It is public knowledge that reputation is crucial. Amazon reviews guarantee integrity and Google and Yelp ratings do the same. Anybody who is trying to compete online needs a flawless digital reputation, showing an overall positive shopping experience.

But what happens when a user is not satisfied and needs reassurance? In the Cornell University’s study, students show that only one percent of conversation on the Wikipedia talk page discussions about brands are estimated to “exhibit antisocial behavior”.

Cornell students started studying 3,218 candidates “awry-turning conversations”. It turns out that most of the time, users that are banned create a new username and start posting “toxic” content.

This study looked at the way that users interact online and how to predict negative behavior in online interactions.

The wonder of counter vocabulary

Keywords such as “admin”, “stop”, “deleted”, “removed” are recurring keywords that show a failure of a company to monitor comments.
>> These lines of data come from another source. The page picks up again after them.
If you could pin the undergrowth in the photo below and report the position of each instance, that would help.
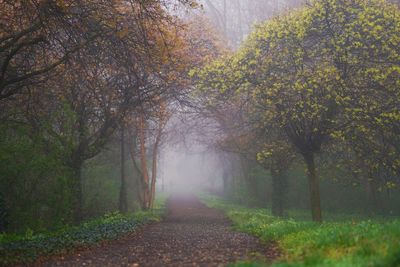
(28, 247)
(356, 242)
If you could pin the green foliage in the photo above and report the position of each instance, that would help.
(30, 165)
(28, 247)
(304, 243)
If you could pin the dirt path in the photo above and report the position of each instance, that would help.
(190, 235)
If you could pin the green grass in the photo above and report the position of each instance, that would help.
(28, 247)
(338, 242)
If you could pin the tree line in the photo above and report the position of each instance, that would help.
(76, 76)
(319, 84)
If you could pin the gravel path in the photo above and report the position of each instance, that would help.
(190, 235)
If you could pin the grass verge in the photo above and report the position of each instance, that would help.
(29, 247)
(305, 243)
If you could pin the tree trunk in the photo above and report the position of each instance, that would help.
(313, 182)
(137, 174)
(143, 160)
(374, 197)
(123, 198)
(77, 194)
(279, 184)
(225, 178)
(153, 178)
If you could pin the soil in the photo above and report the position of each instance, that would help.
(191, 234)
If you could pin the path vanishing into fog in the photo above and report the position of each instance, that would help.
(190, 235)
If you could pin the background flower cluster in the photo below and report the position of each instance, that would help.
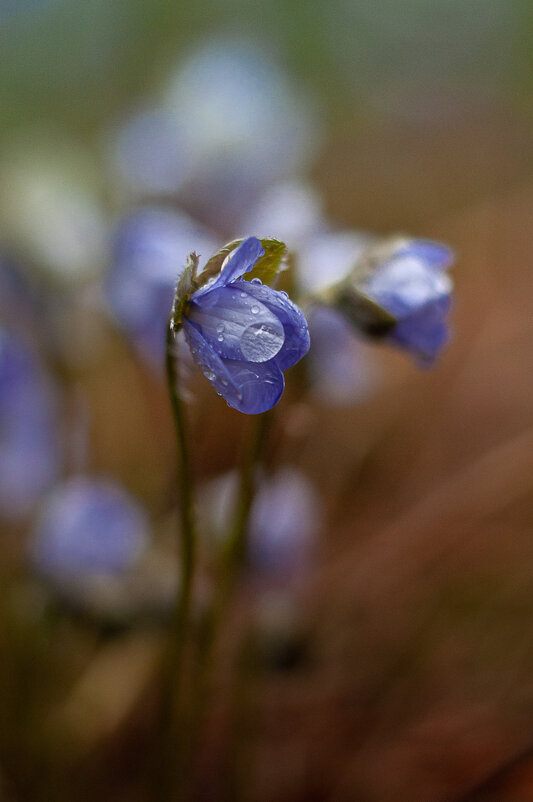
(389, 572)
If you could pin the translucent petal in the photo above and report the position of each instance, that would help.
(240, 261)
(249, 387)
(294, 324)
(260, 384)
(211, 365)
(426, 331)
(405, 284)
(236, 326)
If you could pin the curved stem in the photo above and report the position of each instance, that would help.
(231, 563)
(174, 726)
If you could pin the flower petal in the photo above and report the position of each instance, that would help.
(211, 364)
(236, 326)
(239, 262)
(260, 384)
(433, 254)
(405, 284)
(426, 331)
(249, 387)
(297, 341)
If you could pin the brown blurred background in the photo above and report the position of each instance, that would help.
(408, 675)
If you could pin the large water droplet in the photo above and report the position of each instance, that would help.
(262, 341)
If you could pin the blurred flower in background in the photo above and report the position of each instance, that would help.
(51, 209)
(228, 124)
(89, 527)
(29, 432)
(409, 283)
(290, 211)
(285, 523)
(150, 250)
(341, 368)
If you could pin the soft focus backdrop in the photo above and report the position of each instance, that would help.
(391, 565)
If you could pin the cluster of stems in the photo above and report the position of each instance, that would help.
(185, 704)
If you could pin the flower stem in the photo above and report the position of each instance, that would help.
(230, 566)
(176, 750)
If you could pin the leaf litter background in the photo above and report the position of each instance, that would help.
(412, 674)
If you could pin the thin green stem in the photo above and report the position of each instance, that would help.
(229, 569)
(174, 726)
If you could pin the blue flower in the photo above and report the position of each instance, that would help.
(243, 334)
(284, 524)
(29, 451)
(148, 245)
(411, 285)
(89, 527)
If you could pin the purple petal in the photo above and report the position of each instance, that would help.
(297, 341)
(260, 384)
(211, 365)
(433, 254)
(405, 284)
(240, 261)
(236, 326)
(249, 387)
(89, 526)
(425, 332)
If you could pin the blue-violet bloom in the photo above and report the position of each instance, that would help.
(412, 285)
(244, 334)
(29, 448)
(399, 291)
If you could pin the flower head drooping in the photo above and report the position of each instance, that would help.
(399, 291)
(89, 527)
(243, 334)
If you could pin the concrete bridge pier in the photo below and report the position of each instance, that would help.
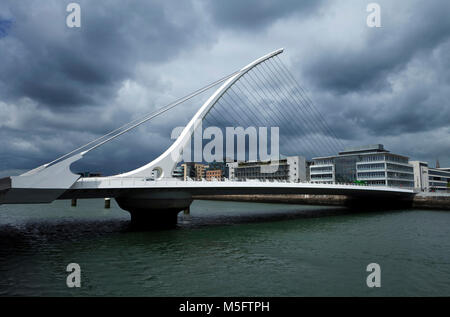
(156, 210)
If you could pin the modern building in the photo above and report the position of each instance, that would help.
(216, 171)
(212, 175)
(371, 165)
(291, 168)
(430, 179)
(193, 171)
(178, 172)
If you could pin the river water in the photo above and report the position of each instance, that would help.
(224, 249)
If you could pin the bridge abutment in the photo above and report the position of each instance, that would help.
(154, 211)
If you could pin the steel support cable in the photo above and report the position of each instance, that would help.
(232, 108)
(277, 112)
(312, 147)
(313, 127)
(284, 99)
(303, 145)
(262, 124)
(269, 116)
(286, 94)
(228, 112)
(310, 103)
(319, 122)
(275, 117)
(329, 146)
(237, 105)
(137, 122)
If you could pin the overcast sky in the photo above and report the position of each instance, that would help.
(61, 87)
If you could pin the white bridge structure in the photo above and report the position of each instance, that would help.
(158, 200)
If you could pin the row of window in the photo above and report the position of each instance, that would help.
(374, 166)
(321, 168)
(371, 175)
(321, 176)
(400, 167)
(400, 175)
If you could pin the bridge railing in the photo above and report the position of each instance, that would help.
(87, 182)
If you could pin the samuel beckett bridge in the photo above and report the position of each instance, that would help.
(263, 94)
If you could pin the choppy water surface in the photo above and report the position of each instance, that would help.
(224, 249)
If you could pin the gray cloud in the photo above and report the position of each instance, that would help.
(62, 87)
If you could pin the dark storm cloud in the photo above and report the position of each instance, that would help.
(384, 50)
(46, 61)
(62, 87)
(254, 15)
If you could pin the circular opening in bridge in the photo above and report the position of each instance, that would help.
(156, 173)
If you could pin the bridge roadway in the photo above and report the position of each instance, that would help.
(157, 202)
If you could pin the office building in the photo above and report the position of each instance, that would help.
(371, 165)
(430, 179)
(193, 171)
(291, 168)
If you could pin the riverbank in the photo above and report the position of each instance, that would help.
(420, 201)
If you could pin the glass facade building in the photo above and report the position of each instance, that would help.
(371, 165)
(292, 169)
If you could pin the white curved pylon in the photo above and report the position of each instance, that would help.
(166, 162)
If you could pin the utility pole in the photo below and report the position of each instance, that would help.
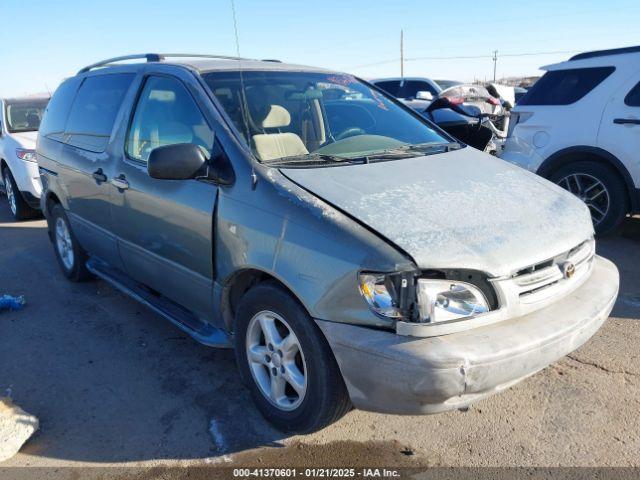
(495, 63)
(401, 54)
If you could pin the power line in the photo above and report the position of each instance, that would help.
(467, 57)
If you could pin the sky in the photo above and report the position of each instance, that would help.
(45, 41)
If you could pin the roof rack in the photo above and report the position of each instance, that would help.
(154, 57)
(606, 53)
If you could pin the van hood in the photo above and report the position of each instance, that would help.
(461, 209)
(26, 139)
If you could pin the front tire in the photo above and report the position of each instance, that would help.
(20, 209)
(600, 187)
(70, 255)
(286, 362)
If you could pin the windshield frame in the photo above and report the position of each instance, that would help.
(240, 138)
(22, 101)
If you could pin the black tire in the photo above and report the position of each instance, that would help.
(615, 186)
(326, 399)
(22, 209)
(77, 271)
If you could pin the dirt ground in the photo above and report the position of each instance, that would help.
(115, 385)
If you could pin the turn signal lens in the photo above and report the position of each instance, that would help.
(26, 155)
(379, 294)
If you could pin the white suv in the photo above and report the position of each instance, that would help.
(19, 123)
(579, 126)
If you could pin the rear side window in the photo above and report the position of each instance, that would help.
(94, 110)
(166, 114)
(55, 116)
(633, 97)
(563, 87)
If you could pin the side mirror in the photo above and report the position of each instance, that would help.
(181, 161)
(424, 95)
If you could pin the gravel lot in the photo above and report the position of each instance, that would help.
(113, 383)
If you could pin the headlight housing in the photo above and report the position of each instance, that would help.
(444, 300)
(412, 297)
(380, 293)
(26, 155)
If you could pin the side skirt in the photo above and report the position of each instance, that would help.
(181, 317)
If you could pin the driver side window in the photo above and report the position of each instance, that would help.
(166, 114)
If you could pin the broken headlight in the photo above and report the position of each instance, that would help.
(443, 300)
(380, 293)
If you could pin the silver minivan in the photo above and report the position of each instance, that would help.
(352, 253)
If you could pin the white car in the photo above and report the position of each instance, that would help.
(579, 126)
(19, 123)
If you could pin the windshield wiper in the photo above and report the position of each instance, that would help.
(312, 158)
(410, 150)
(429, 147)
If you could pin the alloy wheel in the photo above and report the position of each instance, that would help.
(64, 244)
(591, 191)
(276, 360)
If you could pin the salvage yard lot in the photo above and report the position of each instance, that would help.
(111, 382)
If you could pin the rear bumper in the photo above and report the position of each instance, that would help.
(27, 178)
(389, 373)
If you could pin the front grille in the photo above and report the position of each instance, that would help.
(533, 286)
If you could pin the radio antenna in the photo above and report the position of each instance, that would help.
(243, 96)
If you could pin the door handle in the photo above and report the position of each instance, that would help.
(120, 182)
(99, 176)
(627, 121)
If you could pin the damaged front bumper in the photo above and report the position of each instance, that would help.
(389, 373)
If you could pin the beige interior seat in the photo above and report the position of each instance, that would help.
(278, 144)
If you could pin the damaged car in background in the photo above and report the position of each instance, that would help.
(473, 114)
(353, 254)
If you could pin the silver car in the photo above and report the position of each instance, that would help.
(352, 253)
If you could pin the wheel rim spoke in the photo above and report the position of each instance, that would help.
(258, 354)
(581, 185)
(277, 389)
(289, 347)
(295, 378)
(276, 360)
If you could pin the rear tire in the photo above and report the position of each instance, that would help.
(70, 255)
(317, 396)
(600, 187)
(19, 208)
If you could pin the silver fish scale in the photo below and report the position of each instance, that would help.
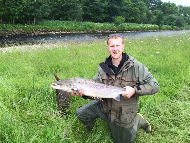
(93, 88)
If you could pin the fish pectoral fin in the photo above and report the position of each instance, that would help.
(117, 98)
(75, 90)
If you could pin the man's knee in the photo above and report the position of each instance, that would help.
(79, 110)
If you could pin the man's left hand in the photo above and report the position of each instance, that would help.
(130, 91)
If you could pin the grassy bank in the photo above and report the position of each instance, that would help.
(73, 26)
(28, 106)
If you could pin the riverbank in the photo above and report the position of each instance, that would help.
(56, 27)
(29, 107)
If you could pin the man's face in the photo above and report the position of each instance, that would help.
(115, 47)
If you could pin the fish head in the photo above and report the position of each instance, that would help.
(63, 84)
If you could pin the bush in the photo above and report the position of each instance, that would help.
(118, 20)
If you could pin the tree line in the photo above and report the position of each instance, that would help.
(98, 11)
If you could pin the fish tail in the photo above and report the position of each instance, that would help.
(117, 98)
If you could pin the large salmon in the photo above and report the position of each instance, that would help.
(90, 87)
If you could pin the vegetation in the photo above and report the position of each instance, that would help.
(98, 11)
(74, 27)
(28, 108)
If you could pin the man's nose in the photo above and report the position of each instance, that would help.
(115, 47)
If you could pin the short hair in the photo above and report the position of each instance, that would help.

Cornell students then programmed machine-learning to reply to users with typical issue-solving keywords such as “feel free”, “please”, “resolve”.

As a result, in more than 80 percent of the cases, machines were replying the same way human moderators were.

Machines’ behavior needs responsibility

 For researchers, doubt is key. What is more human than the feeling of uncertainty?

“Humans have nagging suspicions when conversations will eventually go bad.”, says Justine Zhang, a Ph.D. student at Cornell University.

According to her, “it is feasible to make computers aware of those suspicions, too”.

Artificial intelligence is learning how humans react and how to respond to “trolling”.

Google’s Perspective API updated during the experience learned that  “I am a man” was much less subject to criticism than “I am a gay, black woman”. Indeed, recognizing discrimination is key in machine-learning.

Machines can be biased, too

Moreover, machines need to be taught ethics. They will only react to the way they were programmed. This explains the need for researchers to have various ethnicities and backgrounds.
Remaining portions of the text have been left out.